Las trabajadoras de ayuda a domicilio son personas que han tenido que pasar un período de formación hasta obtener la titulación de Técnico en Asistencia a Personas Dependientes, ya que entre sus funciones está la de manejar grúa para levantar a personas, saber alimentar por sonda nasogástrica o movilizar sin dañar al paciente. Son tareas imprescindibles que deben saber hacer, aunque la realidad choca siempre con las expectativas: "Las grúas somos nosotras, en los domicilios no hay. Los baños casi nunca están adaptados y las ayudas técnicas no existen. Acabamos haciéndonos daño nosotras para no dañar a los usuarios", relata Ana, del SAD de Sevilla.

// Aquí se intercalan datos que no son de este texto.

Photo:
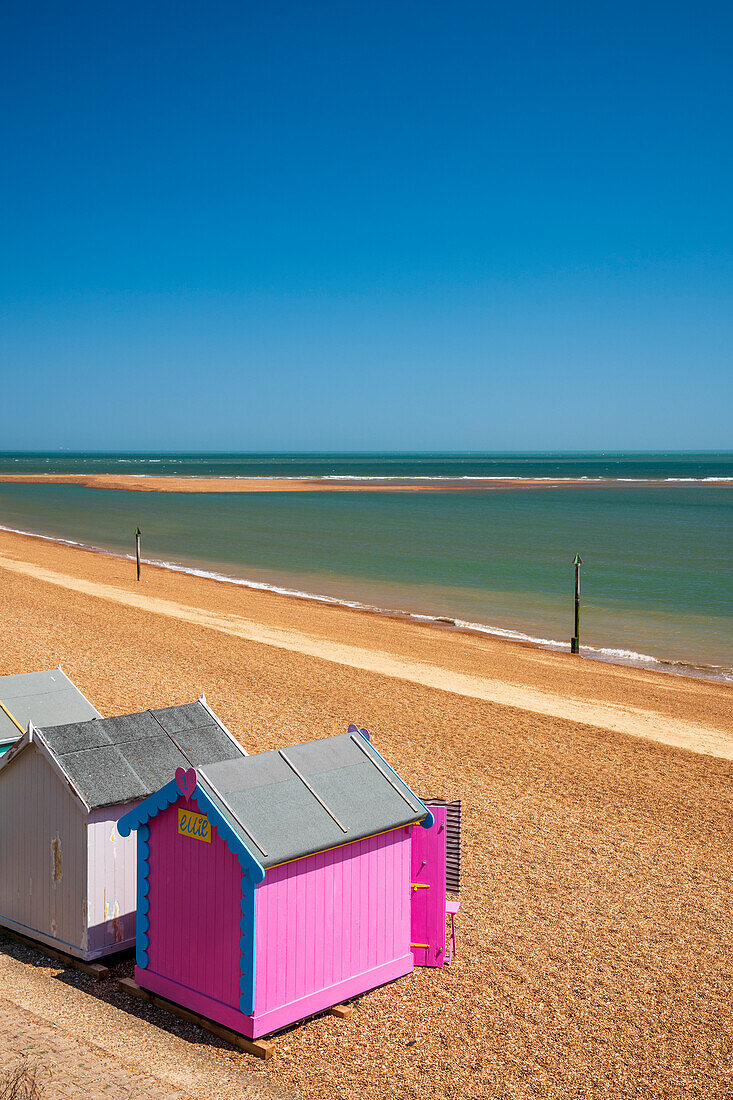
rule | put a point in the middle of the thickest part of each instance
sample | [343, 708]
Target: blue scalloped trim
[142, 941]
[151, 807]
[252, 873]
[247, 926]
[247, 860]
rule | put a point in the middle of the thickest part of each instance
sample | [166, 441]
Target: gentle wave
[610, 655]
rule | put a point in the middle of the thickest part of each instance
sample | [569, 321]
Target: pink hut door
[428, 891]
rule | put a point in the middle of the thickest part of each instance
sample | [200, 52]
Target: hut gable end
[43, 865]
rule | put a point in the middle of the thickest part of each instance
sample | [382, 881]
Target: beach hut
[67, 878]
[273, 887]
[45, 699]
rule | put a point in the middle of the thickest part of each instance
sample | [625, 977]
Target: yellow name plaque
[196, 825]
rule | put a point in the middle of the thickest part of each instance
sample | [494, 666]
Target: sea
[654, 531]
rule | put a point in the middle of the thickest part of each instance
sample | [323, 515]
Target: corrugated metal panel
[428, 887]
[45, 699]
[43, 865]
[112, 888]
[452, 843]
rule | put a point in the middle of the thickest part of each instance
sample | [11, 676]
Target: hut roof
[126, 758]
[288, 803]
[45, 699]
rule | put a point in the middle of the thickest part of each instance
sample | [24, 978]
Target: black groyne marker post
[575, 641]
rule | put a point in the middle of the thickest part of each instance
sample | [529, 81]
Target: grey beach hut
[45, 699]
[67, 878]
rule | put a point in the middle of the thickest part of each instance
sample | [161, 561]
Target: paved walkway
[88, 1048]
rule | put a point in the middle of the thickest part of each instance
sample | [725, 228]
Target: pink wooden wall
[335, 921]
[428, 887]
[111, 882]
[195, 894]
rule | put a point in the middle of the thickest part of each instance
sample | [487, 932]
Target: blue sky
[384, 226]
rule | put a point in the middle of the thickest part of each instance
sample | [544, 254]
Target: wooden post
[575, 641]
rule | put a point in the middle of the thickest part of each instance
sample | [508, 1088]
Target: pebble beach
[594, 931]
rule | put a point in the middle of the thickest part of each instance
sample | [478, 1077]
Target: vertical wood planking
[195, 893]
[329, 916]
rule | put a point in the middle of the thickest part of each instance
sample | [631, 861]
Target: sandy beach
[594, 928]
[134, 483]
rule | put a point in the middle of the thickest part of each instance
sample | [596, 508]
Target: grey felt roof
[122, 759]
[309, 798]
[45, 699]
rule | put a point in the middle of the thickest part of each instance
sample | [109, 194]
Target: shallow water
[657, 575]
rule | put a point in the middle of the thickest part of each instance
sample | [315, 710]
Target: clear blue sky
[378, 226]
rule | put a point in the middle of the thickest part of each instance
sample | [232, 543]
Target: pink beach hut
[275, 886]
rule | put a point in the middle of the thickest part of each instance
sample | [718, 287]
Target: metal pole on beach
[575, 641]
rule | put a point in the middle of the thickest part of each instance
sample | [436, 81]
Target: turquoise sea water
[655, 536]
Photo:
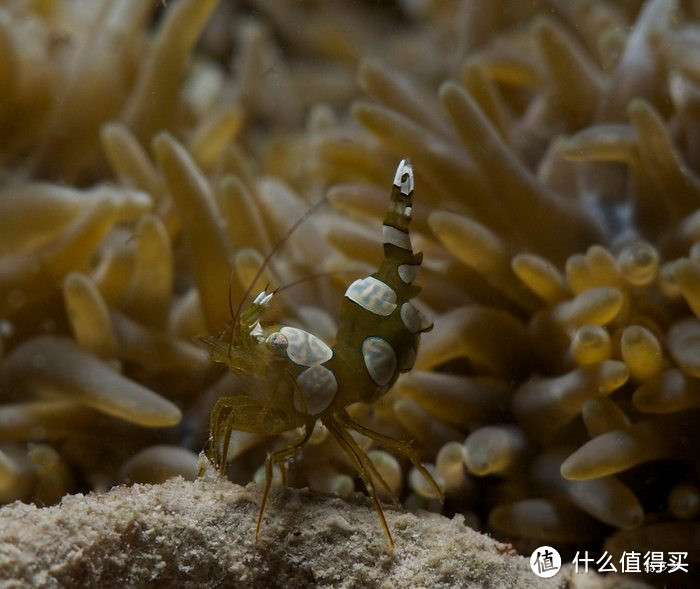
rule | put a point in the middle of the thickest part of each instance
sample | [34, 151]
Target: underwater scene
[166, 165]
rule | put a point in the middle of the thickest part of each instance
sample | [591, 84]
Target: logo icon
[545, 562]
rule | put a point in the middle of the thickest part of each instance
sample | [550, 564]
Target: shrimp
[295, 379]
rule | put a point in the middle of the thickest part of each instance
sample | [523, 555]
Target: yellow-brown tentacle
[393, 444]
[277, 458]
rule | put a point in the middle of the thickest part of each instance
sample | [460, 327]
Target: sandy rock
[201, 534]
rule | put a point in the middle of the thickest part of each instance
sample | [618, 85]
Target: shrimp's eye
[277, 342]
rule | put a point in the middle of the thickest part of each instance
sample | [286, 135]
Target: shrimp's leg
[393, 444]
[213, 446]
[277, 458]
[355, 453]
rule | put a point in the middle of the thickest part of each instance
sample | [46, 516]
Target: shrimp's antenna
[272, 252]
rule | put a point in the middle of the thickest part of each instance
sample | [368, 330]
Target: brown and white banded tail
[398, 216]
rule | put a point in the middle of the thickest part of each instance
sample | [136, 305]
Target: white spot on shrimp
[403, 179]
[409, 361]
[410, 317]
[305, 348]
[408, 272]
[426, 322]
[373, 295]
[396, 237]
[316, 390]
[380, 359]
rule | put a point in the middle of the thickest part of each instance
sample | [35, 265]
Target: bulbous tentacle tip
[403, 180]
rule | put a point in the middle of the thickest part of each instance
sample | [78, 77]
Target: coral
[147, 174]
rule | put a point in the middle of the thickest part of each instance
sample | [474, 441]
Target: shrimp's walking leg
[213, 446]
[277, 458]
[356, 454]
[393, 444]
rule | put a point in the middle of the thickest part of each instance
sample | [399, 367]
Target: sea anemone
[557, 188]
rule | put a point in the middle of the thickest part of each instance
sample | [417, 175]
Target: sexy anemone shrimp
[295, 379]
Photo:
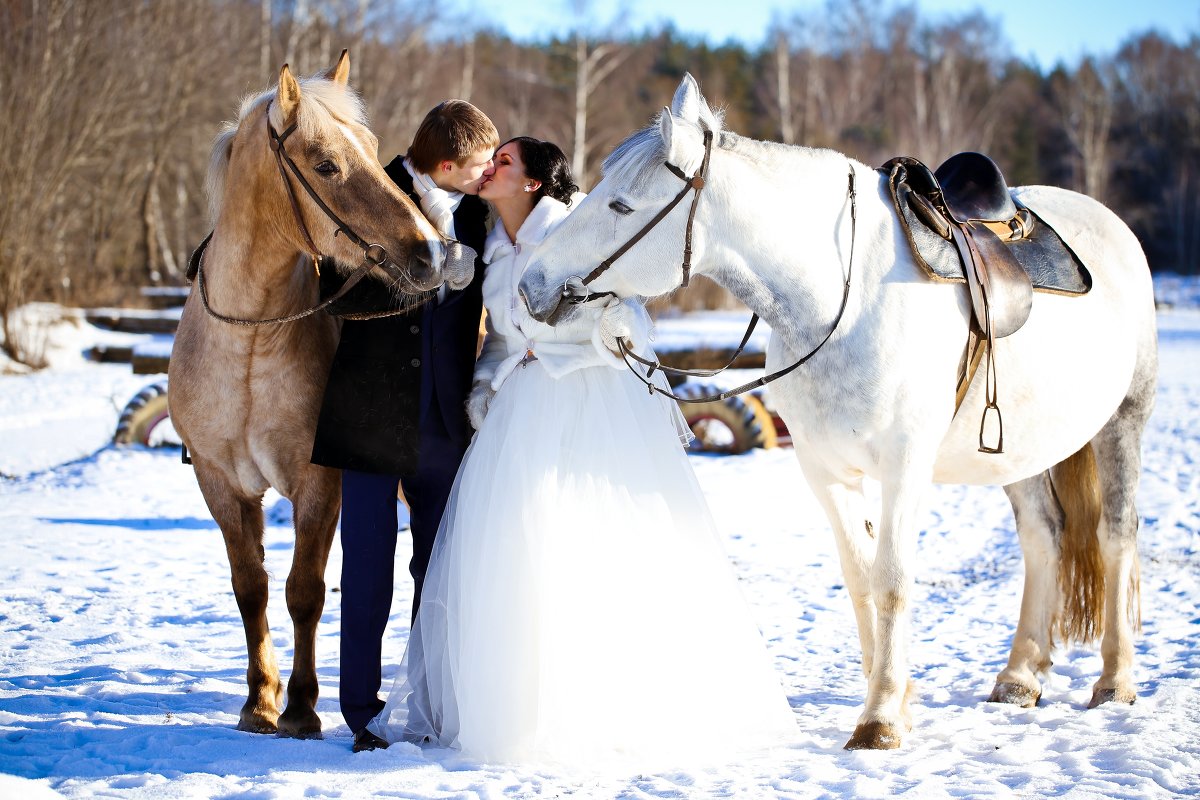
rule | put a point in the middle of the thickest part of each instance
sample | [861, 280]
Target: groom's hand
[481, 395]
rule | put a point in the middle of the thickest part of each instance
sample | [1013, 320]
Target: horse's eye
[621, 208]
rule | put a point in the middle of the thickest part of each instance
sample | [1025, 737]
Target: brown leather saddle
[964, 224]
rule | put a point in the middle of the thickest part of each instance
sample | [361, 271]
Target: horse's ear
[341, 71]
[687, 102]
[288, 94]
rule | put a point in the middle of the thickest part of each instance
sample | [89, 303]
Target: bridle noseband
[571, 294]
[575, 289]
[373, 254]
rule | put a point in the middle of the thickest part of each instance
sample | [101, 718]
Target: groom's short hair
[453, 131]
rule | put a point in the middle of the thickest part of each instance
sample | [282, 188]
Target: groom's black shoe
[366, 740]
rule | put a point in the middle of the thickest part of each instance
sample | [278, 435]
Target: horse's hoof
[874, 735]
[1015, 695]
[1102, 696]
[300, 725]
[300, 734]
[257, 726]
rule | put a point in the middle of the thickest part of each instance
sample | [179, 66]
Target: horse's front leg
[241, 525]
[846, 507]
[886, 714]
[316, 505]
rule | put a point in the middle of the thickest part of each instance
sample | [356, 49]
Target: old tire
[730, 426]
[142, 415]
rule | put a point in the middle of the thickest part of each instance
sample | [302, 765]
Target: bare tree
[1087, 103]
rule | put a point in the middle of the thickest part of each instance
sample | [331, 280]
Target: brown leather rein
[575, 290]
[372, 254]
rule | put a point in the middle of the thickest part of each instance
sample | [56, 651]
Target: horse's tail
[1077, 487]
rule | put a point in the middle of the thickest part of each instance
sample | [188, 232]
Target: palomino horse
[777, 224]
[245, 396]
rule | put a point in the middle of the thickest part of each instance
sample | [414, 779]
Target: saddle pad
[1053, 266]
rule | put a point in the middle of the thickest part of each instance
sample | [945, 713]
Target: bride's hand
[481, 395]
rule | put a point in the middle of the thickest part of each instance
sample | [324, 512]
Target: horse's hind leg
[241, 525]
[1038, 527]
[316, 505]
[1119, 465]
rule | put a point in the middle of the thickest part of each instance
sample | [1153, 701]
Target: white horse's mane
[323, 104]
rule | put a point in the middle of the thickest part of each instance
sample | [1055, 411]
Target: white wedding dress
[579, 609]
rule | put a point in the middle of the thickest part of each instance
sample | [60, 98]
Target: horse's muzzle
[459, 266]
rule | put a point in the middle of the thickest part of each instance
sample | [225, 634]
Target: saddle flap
[973, 188]
[1001, 289]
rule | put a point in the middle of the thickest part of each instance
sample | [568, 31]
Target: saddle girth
[963, 224]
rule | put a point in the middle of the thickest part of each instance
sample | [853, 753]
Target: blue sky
[1045, 31]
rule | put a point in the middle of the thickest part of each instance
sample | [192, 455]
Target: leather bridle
[628, 354]
[373, 254]
[575, 289]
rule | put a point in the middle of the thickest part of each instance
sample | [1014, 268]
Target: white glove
[480, 398]
[617, 323]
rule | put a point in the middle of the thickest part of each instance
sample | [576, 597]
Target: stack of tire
[732, 426]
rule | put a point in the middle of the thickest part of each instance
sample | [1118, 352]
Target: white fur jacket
[513, 332]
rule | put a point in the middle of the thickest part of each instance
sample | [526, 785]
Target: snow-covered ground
[123, 659]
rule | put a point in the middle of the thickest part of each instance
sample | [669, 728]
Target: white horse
[774, 224]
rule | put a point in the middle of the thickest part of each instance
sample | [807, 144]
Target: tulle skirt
[579, 608]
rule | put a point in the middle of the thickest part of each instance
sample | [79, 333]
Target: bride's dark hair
[546, 164]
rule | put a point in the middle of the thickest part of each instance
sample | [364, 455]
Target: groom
[394, 413]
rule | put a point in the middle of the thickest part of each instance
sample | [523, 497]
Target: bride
[579, 608]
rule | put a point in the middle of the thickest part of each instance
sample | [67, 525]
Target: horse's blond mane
[323, 104]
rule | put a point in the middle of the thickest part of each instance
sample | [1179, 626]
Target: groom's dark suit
[394, 414]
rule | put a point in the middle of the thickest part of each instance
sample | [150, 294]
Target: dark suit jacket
[391, 376]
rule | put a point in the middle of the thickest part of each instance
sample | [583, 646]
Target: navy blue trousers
[369, 559]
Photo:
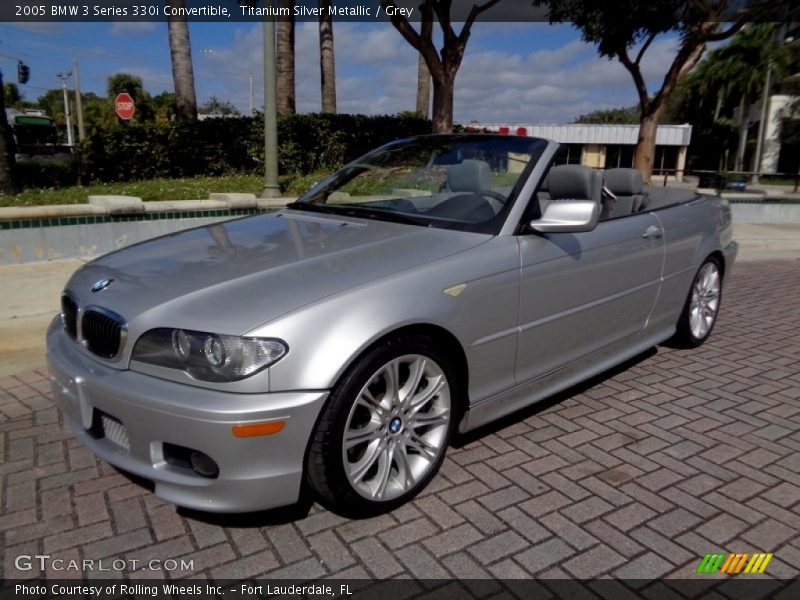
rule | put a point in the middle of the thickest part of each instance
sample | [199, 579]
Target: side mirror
[568, 216]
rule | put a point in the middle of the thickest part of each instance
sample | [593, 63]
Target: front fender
[324, 338]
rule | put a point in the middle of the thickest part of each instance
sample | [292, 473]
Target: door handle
[654, 232]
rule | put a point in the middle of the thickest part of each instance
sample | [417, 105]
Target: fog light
[202, 464]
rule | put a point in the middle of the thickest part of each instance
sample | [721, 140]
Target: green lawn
[196, 188]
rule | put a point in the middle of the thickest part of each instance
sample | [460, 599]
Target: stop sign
[124, 106]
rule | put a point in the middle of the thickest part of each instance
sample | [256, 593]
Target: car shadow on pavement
[460, 440]
[261, 518]
[301, 509]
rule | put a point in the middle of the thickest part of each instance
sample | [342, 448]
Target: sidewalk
[32, 292]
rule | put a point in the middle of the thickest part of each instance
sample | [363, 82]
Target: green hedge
[235, 145]
[32, 174]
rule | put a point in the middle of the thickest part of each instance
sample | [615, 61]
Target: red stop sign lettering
[124, 106]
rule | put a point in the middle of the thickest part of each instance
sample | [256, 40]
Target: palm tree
[327, 65]
[7, 162]
[181, 55]
[285, 61]
[444, 64]
[738, 70]
[423, 88]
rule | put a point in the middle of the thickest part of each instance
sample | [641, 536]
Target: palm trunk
[285, 61]
[7, 147]
[182, 72]
[646, 143]
[443, 104]
[740, 150]
[327, 65]
[423, 88]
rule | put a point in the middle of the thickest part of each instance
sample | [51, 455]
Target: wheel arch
[720, 258]
[444, 340]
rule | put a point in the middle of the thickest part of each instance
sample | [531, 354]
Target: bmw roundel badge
[101, 285]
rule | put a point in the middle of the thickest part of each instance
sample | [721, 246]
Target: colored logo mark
[733, 564]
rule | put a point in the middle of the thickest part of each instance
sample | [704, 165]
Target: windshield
[465, 182]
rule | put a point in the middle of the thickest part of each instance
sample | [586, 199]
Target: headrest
[469, 176]
[545, 185]
[574, 182]
[623, 182]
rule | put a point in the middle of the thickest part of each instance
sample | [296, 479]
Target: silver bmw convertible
[431, 286]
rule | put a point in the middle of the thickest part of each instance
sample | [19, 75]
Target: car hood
[232, 276]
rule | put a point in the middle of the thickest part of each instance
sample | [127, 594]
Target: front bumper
[254, 473]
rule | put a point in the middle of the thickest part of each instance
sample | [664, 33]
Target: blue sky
[511, 73]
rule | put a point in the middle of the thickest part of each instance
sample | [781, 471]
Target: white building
[608, 146]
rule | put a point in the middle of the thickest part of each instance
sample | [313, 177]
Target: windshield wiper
[356, 210]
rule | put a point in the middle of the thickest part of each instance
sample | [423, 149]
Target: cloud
[130, 28]
[376, 71]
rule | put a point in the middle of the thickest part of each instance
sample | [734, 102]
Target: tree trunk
[182, 72]
[740, 150]
[327, 65]
[285, 61]
[443, 104]
[7, 147]
[423, 88]
[646, 143]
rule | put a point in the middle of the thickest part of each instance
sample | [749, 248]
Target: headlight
[208, 356]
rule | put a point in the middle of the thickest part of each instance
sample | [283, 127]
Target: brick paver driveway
[638, 474]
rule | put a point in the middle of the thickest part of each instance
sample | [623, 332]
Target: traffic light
[23, 72]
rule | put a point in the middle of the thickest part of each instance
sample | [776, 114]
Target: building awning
[666, 135]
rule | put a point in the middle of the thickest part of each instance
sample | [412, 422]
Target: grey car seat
[574, 182]
[467, 179]
[626, 185]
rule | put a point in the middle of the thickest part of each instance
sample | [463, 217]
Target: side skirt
[530, 392]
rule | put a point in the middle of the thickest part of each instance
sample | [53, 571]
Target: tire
[378, 443]
[701, 310]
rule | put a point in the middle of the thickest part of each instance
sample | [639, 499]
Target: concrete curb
[131, 205]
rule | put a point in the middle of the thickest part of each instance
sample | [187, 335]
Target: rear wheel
[702, 306]
[385, 429]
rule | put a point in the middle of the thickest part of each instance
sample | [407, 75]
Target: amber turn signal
[256, 429]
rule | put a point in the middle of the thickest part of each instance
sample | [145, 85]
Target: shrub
[32, 174]
[307, 143]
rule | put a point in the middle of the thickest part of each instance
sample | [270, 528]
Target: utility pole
[78, 101]
[251, 94]
[63, 77]
[271, 187]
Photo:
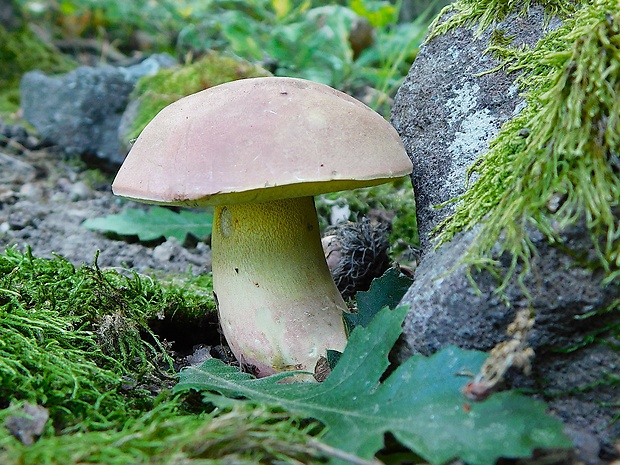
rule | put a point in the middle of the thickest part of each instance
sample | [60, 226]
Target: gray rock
[81, 110]
[447, 114]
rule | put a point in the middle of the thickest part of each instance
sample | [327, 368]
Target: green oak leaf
[155, 223]
[386, 291]
[420, 402]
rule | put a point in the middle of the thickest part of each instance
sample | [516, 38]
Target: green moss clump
[153, 93]
[556, 162]
[169, 434]
[488, 12]
[77, 339]
[22, 51]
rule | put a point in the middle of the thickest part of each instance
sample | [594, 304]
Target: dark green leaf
[420, 403]
[386, 291]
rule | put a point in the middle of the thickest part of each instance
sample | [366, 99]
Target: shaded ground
[45, 197]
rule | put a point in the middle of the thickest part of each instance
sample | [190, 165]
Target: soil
[45, 197]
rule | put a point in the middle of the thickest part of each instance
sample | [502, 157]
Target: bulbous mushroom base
[278, 305]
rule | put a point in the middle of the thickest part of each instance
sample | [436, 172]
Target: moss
[21, 51]
[485, 13]
[78, 341]
[169, 434]
[168, 85]
[556, 162]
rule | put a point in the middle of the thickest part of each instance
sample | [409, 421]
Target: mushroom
[258, 150]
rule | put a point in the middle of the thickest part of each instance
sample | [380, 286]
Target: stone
[447, 112]
[81, 110]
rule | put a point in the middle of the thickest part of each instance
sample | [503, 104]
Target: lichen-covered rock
[81, 110]
[448, 111]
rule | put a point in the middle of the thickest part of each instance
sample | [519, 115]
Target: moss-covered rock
[22, 51]
[513, 128]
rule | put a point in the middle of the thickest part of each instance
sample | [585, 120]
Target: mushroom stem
[279, 307]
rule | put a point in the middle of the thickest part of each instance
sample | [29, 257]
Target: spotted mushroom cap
[260, 139]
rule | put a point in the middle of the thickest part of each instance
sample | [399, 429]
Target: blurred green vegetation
[349, 45]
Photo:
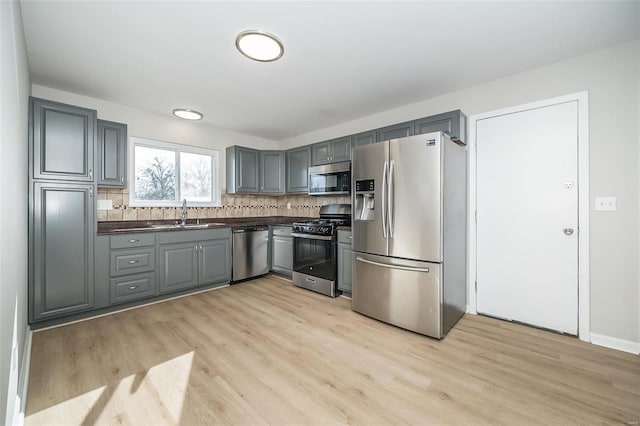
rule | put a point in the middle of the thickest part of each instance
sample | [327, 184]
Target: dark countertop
[131, 226]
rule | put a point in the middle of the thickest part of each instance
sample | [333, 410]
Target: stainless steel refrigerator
[409, 225]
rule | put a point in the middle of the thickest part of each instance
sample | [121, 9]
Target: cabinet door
[112, 154]
[247, 163]
[364, 138]
[453, 123]
[272, 172]
[61, 245]
[321, 153]
[214, 261]
[282, 254]
[401, 130]
[341, 149]
[178, 267]
[298, 169]
[62, 138]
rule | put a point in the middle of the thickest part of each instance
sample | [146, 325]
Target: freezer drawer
[401, 292]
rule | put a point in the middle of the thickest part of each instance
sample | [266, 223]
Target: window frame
[177, 149]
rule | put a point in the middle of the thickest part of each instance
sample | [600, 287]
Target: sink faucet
[183, 215]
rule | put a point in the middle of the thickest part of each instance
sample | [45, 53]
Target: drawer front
[132, 287]
[344, 237]
[132, 240]
[132, 261]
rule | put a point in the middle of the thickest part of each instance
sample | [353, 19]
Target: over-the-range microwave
[330, 179]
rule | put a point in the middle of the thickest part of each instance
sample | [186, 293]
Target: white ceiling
[342, 61]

Estamos formadas, hacemos que los dependientes puedan seguir en sus casas y no tengan que ir a una residencia… y los sueldos son una miseria

"A las empresas parece que les da igual. Estamos formadas, hacemos que los dependientes puedan seguir en sus casas y no tengan que ir a una residencia… y los sueldos son una miseria. Me pagarían más como limpiadora", es la amarga queja de Yolanda, empleada del SAD en La Rioja.

Externalización o municipalización; hay debate

A esta precariedad en sus condiciones laborales diarias se suman las contractuales. El Servicio de Ayuda a Domicilio depende de las administraciones públicas, sea ayuntamiento o diputación, pero en el 90% de los casos el servicio se externaliza y mediante concurso lo acaban prestando empresas privadas como Eulen o Domusvi. "Las empresas están ganando mucho dinero sin exponer absolutamente nada, cobrando la licitación y pagando a los trabajadores el 50% de lo que paga la administración. Esto se debe acabar", denuncia Miguel Montenegro de CGT Andalucía.

Por su parte, la patronal AESTE cree que hay margen de mejora en salarios y en condiciones laborales, pero que las administraciones también deben pagar mejor si quieren mejorar el servicio y ponen como ejemplo a la Junta de Andalucía, que ha subido la licitación hasta 14 euros/hora cuando la media es de 10 euros/hora.

Ana atiende a Juan

Ana atiende a Juan Repor

"No entiendo por qué los ayuntamientos no nos contratan directamente y así cobraríamos más", lamenta Yolanda sobre sus condiciones laborales. De hecho, hay ayuntamientos que han decidido municipalizar el servicio para evitar intermediarios y aumentar salarios a las trabajadoras, pero son los menos.

Cuidadoras, en pie de guerra

De momento, las trabajadoras del SAD, unas 130.000 en toda España, se han puesto en pie de guerra. Se consideran un colectivo invisible para muchos, pero en cambio fueron declaradas esenciales, y ni los salarios ni las condiciones laborales van acorde al trabajo que realizan.

El lema que gritaban en una manifestación es claro: "Hay que dignificar el sector. Queremos un salario digno y que las enfermedades músculo-esqueléticas se nos reconozcan como enfermedad profesional. Es la hora del SAD".